A footnote takes aim at a report by KPMG that suggested that the market could absorb the projected units by 2019.

Remember, in her 3/10/10 decision, Friedman wrote, on p. 9:
KPMG concluded that FCRC's residential absorption rate estimates were supported by current market data for condominiums...
But they weren't supported by current market data, because the market data was a lie. As I wrote 3/30/10, while KPMG said that the Oro condo development had sold 75% of its units by the time of the report last August, a 3/29/10 press release indicated that the development had finally reached the halfway mark. And a New York Times article demolished KPMG's claims regarding sales of Richard Meier's One Prospect Park.

Butzel's affirmation states:
For a case in which a court required an agency to reevaluate its conclusions because a report it relied on was wrong, see Hudson River Fisherman's [sic] Ass'n v. Federal Power Commission (2d Cr. 1974).
In that case, the court said:
If, after adequate hearings and expert consideration, the Commission had decided that conclusions reached in the Study Report were correct, this court would be bound by that finding, if supported by substantial evidence, but the petitioners have demonstrated such a grave probability of error that the Commission cannot excuse itself from its obligation under Scenic Hudson I by simply submitting an unsworn statement in a letter from one of the authors of the disputed report as ample evidence to rebut the claimed inaccuracy.
What does "commercially reasonable" mean?

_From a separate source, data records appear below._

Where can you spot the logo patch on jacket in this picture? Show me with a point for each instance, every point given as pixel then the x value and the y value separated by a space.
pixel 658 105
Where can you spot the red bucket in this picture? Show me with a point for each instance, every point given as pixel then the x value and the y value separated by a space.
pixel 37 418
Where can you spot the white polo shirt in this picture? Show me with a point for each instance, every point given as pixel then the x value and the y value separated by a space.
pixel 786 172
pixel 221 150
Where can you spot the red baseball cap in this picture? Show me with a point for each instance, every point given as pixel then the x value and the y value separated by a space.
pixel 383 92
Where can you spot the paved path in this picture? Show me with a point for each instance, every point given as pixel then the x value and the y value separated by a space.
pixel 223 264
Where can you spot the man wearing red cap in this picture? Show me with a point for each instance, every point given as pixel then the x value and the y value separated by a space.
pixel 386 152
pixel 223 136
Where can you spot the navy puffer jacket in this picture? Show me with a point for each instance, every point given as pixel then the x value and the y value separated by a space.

The affirmation also takes aim at the term "commercially reasonable efforts," noting that the term shows up only 12 times in a Lexis review of cases, and none of them are remotely similar:
There is no clear meaning, in short, of what the phrase means. However, can there be any doubt that if the capital markets are restricted, it would be "commercially reasonable" for FCRC to hold off proceeding with development? Yet that is exactly the situation the developer finds itself in now and precisely the reason that it is delaying the start of construction of any components of the Project other than the Arena. And if, as appears to be the case, affordable housing subsidies are not available over the next 10 years in the full amount FCRC requires to buid the 2,250 units it has committed to, can it be doubted that it will be excused from construction some or all of those units on the basis that even using "commercially reasonable efforts," it could not have been in a position to develop them?
Has the horse left the barn?

In the end of her opinion, Friedman suggested, as summarized by Butzel, "that work was already so far advanced that the courts could not fairly intervene at this point."

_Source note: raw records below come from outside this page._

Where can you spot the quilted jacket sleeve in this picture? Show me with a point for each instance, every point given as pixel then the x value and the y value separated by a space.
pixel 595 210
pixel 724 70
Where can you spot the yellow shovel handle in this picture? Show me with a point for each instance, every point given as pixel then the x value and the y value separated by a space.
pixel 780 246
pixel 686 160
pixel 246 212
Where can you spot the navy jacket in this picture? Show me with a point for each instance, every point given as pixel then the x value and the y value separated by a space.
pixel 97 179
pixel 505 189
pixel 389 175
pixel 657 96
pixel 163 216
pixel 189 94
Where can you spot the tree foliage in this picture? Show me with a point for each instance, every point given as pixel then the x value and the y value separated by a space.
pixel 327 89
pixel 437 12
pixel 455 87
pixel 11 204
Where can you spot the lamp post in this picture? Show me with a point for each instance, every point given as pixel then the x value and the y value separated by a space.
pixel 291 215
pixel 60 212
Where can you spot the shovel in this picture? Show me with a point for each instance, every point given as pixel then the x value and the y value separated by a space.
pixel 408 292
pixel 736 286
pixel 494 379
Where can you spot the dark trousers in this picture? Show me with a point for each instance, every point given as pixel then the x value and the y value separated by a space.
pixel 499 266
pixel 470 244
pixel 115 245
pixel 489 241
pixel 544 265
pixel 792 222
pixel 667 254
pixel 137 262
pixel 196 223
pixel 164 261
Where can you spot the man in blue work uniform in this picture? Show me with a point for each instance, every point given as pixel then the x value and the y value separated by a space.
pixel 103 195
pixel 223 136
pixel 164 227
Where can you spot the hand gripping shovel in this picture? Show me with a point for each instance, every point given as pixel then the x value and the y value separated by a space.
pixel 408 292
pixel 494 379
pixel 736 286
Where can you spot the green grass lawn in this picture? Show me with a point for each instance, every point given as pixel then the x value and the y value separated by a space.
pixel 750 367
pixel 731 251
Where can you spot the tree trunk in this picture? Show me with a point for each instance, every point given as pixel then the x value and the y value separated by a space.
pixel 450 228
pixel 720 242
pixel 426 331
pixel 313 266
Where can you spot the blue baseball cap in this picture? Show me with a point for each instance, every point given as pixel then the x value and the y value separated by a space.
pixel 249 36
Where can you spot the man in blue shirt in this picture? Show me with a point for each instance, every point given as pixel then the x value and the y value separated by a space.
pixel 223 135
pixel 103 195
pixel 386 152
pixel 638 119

But most of the money has been spent on the arena--thus making it "entirely appropriate" to require a review of the potential negative impacts of the buildout of the rest of the project and for the project to be modified to reduce those impacts.

25 years or more

While the project could take 25 years, 2035 "is not actually the outside completion date," according to Butzel, because of Unavoidable Delays," including the lack of affordable housing subsidies, labor troubles, or the inability to secure materials or supplies--all likely to occur.

Moreover, given the 12-year deadline for Phase 1, it's unlikely the project would be built in ten years.. The platform over the railyard need not begin for 15 years.

Where are the penalties?

While there are penalties, the only significant ones relate to the failure to build the arena quickly. A penalty of $5 million a year to start one of three required Phase 1 towers is "a pittance" compared to the total project and "probably less than the amount of interest during construction that would be paid if that building was underway."

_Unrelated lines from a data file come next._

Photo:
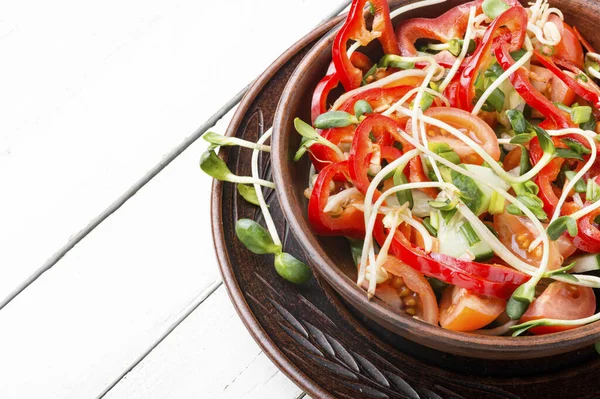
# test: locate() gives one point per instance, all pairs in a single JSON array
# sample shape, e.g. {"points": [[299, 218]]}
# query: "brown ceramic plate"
{"points": [[319, 341], [331, 256]]}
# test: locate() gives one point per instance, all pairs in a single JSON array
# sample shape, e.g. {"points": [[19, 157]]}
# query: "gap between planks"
{"points": [[184, 314], [112, 208]]}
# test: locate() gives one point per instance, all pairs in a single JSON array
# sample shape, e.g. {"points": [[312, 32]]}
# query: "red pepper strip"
{"points": [[331, 81], [350, 223], [379, 127], [450, 25], [355, 29], [588, 235], [593, 96], [376, 97], [547, 175], [513, 19], [321, 155], [483, 279], [535, 99], [583, 41]]}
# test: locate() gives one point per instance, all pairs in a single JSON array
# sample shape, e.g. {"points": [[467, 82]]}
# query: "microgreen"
{"points": [[560, 225], [395, 61], [333, 119], [493, 8], [362, 107]]}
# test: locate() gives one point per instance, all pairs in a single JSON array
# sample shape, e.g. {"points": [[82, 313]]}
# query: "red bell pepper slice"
{"points": [[350, 223], [588, 235], [321, 155], [547, 175], [450, 25], [331, 81], [583, 41], [355, 29], [589, 91], [535, 99], [379, 127], [481, 278], [511, 25]]}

Other failures to meet scheduling requirements seem to be only $1000 a day:
Here, too, the impression given in the MGPP and reinforced by FCRC's counsel at oral argument was, at the very least, misleading and significantly undercuts the claim that the penalty provisions included in the [Development Agreement] and the individual leases for the building to be constructed as components of the Project would have the effect of causing FCRC to meet a construction schedule that would assure completion of the entire Project by the end of 2019.